Она сначала пригубила, потом выпила все. Герберт один за другим выпил два стакана. Теперь они молча сидели, глядя вдаль и прислушиваясь к долетавшим звукам. Стук электрички напоминал о том, что уходит время. То в одну, то в другую сторону бежали освещенные вагончики. Когда поезд замедлял ход, грохот превращался в шум, как будто ветер сеял по улице листья.

Вдали справа молочно-розовое зарево повисло над Чикаго. Воды Мичигана только у берега серебрились в лунном свете, а дальше совсем сливались с ночью, приобретали свой обычный темный цвет…

Но самое главное было то, что пахло пшеницей, а когда ветер волной набегал с озера, тянуло гнилью, травой, водорослями.

— У меня голова кружится.

— Ну…

— Очень кружится, Герберт, держи меня.

Она оперлась о его ноги, и он привлек ее к себе, чтобы она могла положить голову ему на колени.

— Уедешь?

— Да.

— Жаль.

— Почему?

— Так.

— В бутылке есть еще немного, хочешь?

— Нет, у меня и так уже голова кружится. Как хорошо.

— А сейчас?

Он наклонился и коснулся губами ее щеки. Она не отвернулась и не спрятала губ, и он долго-долго целовал их, пока они не стали влажными, мягкими, усталыми.

Тогда она поднялась и сказала, что нужно возвращаться.

— Поедем в Уорренвилл.

— Что ты, Карл ночует дома.

— Ну и что?

— Не могу. Кто будет купать ребенка?

— Иди сюда.

— Нет, здесь — нет.

— Почему?

Но она не ответила и пошла по дорожке.

Он быстро догнал ее, да она и не собиралась убегать.

Они стояли, обнявшись, и вдруг услышали голоса.

Шли рыбаки на вечерний лов. Они сказали «добрый вечер» немного не так, как обычно говорят «добрый вечер».

— Если бы не Карл или если бы все сложилось иначе, я бы женился на тебе. Я всегда об этом думаю, когда смотрю на тебя.

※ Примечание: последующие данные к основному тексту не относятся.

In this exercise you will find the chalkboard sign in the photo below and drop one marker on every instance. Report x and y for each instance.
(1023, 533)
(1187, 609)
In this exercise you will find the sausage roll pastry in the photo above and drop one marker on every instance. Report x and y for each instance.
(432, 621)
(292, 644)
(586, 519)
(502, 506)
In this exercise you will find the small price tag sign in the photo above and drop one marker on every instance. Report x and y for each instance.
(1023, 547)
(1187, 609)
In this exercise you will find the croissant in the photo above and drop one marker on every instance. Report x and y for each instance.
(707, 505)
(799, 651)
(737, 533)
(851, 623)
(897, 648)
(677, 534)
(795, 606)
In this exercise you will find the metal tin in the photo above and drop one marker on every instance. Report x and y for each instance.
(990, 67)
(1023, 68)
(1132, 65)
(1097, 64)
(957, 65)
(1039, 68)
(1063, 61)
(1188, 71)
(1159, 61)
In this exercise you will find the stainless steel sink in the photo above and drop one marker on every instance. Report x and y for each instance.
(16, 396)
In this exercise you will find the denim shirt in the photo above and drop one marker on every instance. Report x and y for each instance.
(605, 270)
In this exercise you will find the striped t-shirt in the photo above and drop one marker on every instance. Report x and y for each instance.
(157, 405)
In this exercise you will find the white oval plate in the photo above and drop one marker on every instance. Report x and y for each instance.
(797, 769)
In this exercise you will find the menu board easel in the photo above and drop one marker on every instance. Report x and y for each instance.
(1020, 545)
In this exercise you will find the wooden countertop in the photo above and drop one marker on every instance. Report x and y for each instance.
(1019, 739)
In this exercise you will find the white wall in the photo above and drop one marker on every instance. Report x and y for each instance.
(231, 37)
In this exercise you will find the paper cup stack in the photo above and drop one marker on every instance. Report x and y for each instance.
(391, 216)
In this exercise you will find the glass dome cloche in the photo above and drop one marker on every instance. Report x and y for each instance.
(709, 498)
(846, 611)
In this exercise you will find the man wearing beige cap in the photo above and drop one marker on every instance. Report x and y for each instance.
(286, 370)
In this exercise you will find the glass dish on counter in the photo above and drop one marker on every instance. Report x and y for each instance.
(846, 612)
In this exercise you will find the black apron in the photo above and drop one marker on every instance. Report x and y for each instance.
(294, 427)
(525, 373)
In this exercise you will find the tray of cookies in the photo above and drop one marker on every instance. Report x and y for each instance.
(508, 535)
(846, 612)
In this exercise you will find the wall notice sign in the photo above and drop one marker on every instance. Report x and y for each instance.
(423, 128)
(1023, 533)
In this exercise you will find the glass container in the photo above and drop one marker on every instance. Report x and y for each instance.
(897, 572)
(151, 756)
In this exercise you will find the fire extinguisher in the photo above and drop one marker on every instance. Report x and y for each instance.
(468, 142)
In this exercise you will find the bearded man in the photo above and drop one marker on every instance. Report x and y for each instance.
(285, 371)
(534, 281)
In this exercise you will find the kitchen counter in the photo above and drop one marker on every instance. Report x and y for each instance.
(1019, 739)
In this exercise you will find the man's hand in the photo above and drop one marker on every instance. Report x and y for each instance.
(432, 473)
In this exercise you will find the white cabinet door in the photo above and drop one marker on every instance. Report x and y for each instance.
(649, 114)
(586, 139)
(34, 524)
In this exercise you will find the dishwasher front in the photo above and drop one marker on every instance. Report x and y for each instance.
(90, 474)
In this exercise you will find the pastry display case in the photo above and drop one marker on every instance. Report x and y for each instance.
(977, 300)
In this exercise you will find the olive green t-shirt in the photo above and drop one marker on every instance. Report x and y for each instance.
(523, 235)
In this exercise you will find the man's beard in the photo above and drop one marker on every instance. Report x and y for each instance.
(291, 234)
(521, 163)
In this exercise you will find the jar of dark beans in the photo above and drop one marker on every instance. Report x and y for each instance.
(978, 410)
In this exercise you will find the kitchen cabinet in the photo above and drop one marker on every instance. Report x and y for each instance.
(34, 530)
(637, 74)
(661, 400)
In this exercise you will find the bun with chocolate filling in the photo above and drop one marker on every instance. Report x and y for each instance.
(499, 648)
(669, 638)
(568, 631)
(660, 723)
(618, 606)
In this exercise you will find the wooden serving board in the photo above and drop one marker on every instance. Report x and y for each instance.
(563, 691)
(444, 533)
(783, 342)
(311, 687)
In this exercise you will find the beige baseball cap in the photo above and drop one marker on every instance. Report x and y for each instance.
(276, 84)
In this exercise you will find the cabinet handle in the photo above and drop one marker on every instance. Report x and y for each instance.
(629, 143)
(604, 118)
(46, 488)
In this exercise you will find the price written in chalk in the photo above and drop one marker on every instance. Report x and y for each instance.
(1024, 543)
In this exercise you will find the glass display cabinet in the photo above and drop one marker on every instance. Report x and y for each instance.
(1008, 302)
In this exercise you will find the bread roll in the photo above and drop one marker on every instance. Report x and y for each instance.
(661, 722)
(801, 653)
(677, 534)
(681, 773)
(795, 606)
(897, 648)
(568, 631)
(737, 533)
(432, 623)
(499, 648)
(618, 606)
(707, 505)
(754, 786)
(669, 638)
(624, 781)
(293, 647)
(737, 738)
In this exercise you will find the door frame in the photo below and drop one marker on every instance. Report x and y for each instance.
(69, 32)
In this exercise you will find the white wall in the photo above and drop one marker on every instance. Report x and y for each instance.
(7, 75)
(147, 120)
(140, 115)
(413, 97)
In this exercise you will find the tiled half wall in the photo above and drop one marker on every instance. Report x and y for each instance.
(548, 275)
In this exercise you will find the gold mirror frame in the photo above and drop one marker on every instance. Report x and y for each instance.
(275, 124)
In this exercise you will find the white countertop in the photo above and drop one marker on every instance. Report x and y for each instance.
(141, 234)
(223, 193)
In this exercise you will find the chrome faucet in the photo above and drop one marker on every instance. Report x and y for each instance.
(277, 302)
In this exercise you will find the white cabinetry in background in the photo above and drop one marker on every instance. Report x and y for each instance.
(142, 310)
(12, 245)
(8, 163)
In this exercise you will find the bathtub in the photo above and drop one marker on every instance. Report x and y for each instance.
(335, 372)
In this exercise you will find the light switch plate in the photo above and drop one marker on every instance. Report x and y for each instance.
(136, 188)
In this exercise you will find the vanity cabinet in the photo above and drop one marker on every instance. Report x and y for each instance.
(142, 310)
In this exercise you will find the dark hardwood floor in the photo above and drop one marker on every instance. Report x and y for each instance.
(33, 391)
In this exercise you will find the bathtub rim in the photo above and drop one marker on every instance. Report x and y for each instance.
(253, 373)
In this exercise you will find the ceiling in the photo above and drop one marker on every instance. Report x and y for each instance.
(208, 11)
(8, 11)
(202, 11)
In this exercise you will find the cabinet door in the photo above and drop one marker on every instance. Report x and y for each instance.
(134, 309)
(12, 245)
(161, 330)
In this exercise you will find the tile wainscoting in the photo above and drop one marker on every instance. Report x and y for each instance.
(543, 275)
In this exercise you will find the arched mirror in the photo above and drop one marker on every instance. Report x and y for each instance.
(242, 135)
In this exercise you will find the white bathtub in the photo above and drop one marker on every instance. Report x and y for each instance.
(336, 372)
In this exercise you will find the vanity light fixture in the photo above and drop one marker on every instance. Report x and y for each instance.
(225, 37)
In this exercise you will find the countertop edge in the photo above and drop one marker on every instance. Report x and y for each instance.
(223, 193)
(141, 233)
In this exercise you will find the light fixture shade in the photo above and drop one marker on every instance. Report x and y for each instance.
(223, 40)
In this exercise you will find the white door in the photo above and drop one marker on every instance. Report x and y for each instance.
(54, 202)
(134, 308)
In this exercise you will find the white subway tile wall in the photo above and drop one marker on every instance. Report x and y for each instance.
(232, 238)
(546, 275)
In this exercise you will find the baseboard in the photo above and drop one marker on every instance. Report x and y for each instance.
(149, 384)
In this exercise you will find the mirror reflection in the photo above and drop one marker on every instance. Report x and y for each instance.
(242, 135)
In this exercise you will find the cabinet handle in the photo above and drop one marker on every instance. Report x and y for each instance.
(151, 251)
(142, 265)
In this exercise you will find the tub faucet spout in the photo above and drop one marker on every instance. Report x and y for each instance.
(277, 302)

— Ты поздно об этом вспомнил. Идем.

— Хорошо.

— Привези мне кирпичик из Колизея.

— Там нет кирпичей, там камни, и их сторожат.

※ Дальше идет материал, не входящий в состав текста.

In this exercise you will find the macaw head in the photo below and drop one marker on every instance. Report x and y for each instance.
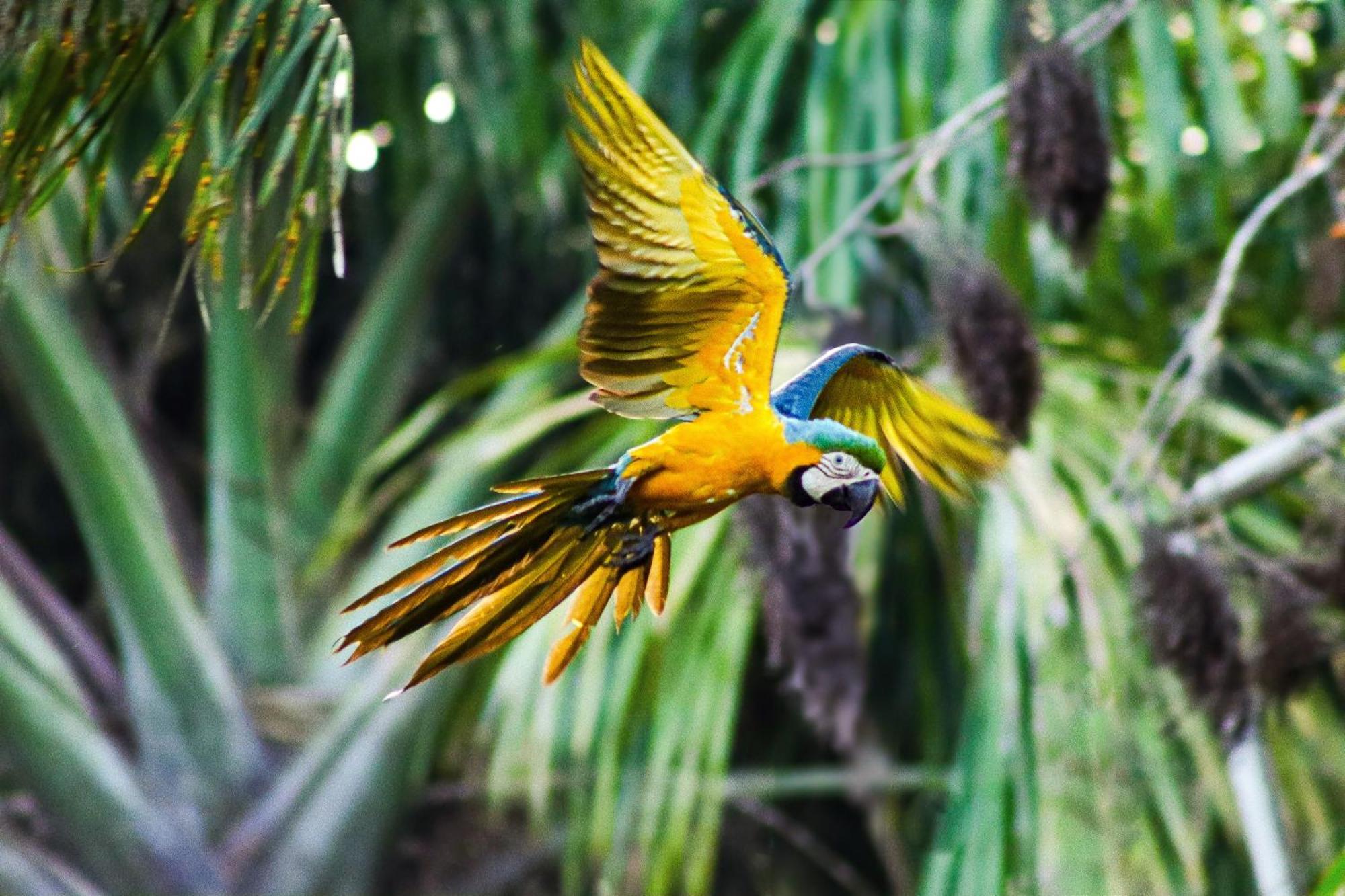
(847, 474)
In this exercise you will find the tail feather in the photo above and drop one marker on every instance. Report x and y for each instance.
(473, 518)
(527, 556)
(630, 592)
(584, 614)
(469, 552)
(449, 592)
(497, 618)
(580, 481)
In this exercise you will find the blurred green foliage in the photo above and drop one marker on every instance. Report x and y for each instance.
(233, 485)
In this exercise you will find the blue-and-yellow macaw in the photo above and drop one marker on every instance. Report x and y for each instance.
(683, 322)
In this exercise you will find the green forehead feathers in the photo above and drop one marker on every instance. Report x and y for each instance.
(828, 435)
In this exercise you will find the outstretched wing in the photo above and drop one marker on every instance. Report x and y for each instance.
(685, 313)
(864, 389)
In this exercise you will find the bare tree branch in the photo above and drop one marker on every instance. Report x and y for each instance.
(927, 153)
(1266, 463)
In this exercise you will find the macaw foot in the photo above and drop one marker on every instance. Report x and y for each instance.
(606, 503)
(637, 546)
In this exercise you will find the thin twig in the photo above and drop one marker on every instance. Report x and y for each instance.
(1266, 463)
(805, 842)
(771, 783)
(1200, 346)
(1249, 772)
(926, 153)
(828, 161)
(87, 654)
(1085, 36)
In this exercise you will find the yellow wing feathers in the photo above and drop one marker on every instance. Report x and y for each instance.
(685, 311)
(520, 561)
(939, 440)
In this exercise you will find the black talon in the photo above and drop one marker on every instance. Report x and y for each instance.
(610, 503)
(637, 546)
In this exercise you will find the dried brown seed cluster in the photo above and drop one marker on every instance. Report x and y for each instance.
(995, 350)
(1293, 647)
(1058, 147)
(1192, 627)
(812, 612)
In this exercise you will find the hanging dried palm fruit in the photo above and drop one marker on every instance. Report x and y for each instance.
(995, 350)
(1192, 627)
(1058, 147)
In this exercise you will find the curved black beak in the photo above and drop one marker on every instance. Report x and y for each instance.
(856, 497)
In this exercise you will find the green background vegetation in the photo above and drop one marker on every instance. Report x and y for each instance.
(186, 507)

— Ну, не привози ничего. Когда будешь целовать красивую девушку, подумай обо мне. Если вообще сможешь в такой момент думать.

— А ты передай привет Карлу. Хотел бы я быть сегодня на его месте.

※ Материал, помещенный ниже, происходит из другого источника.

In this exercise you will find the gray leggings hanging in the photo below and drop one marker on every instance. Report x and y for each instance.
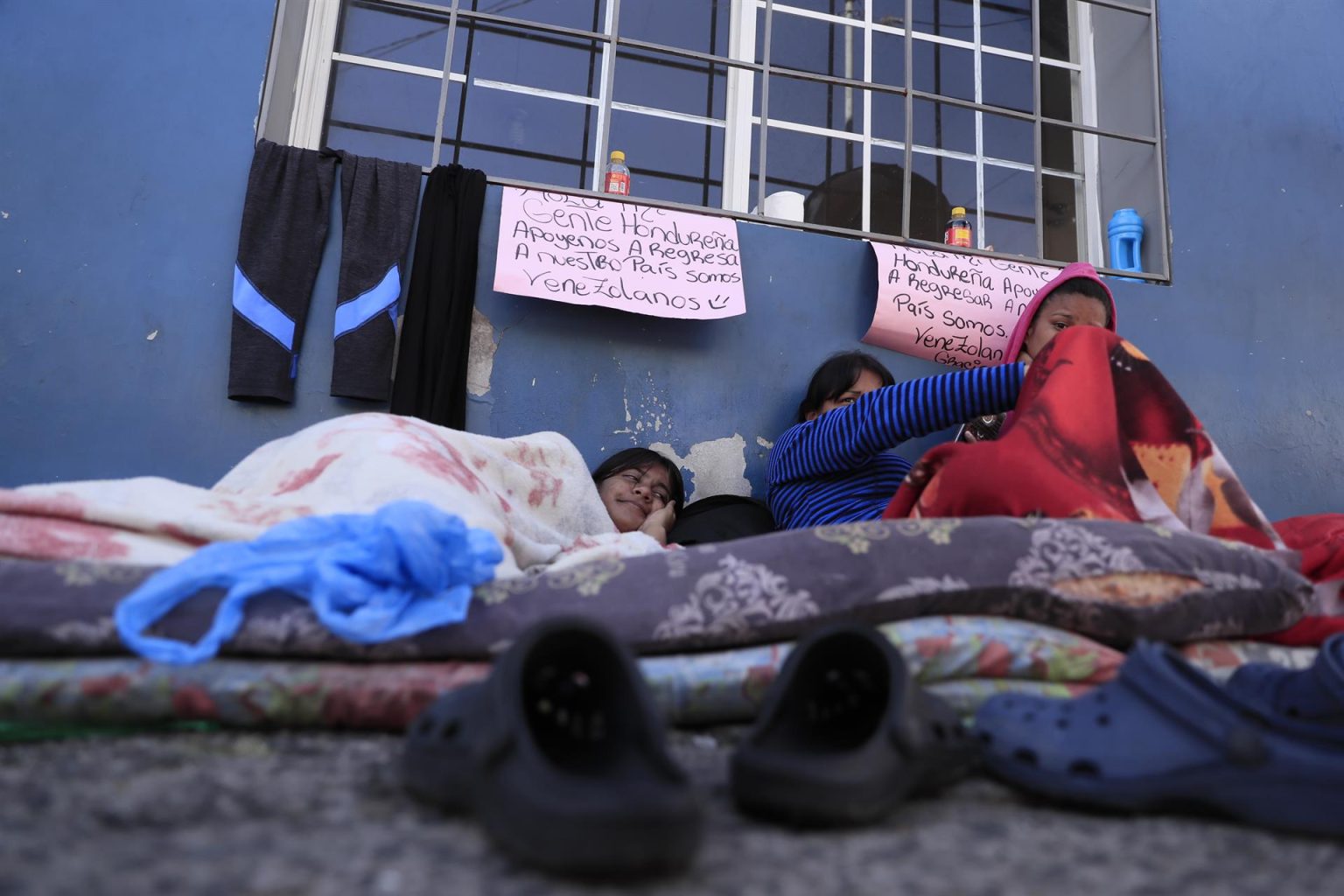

— О! Тогда бы ты сначала читал книги, потом долго мылся в ванной, опять читал и в полночь заснул бы в своем кабинете.

— Так поедем в Уорренвилл.

— Нельзя. Кто знает, может быть, как раз сегодня он не захочет читать.

— Все это ерунда, галчонок. Вы чудные оба, и я очень вас люблю, хоть Карл и помешался на дальних полетах.

Потом, в вагоне, они уже не разговаривали. Оба чувствовали легкое опьянение.

Герберт прекрасно помнил этот вечер. Он не знал только, думал ли о нем по пути из Галифакса в Европу или возвращаясь с континента в Новый свет с его пошлой столицей.

Но разве это имеет какое-нибудь значение?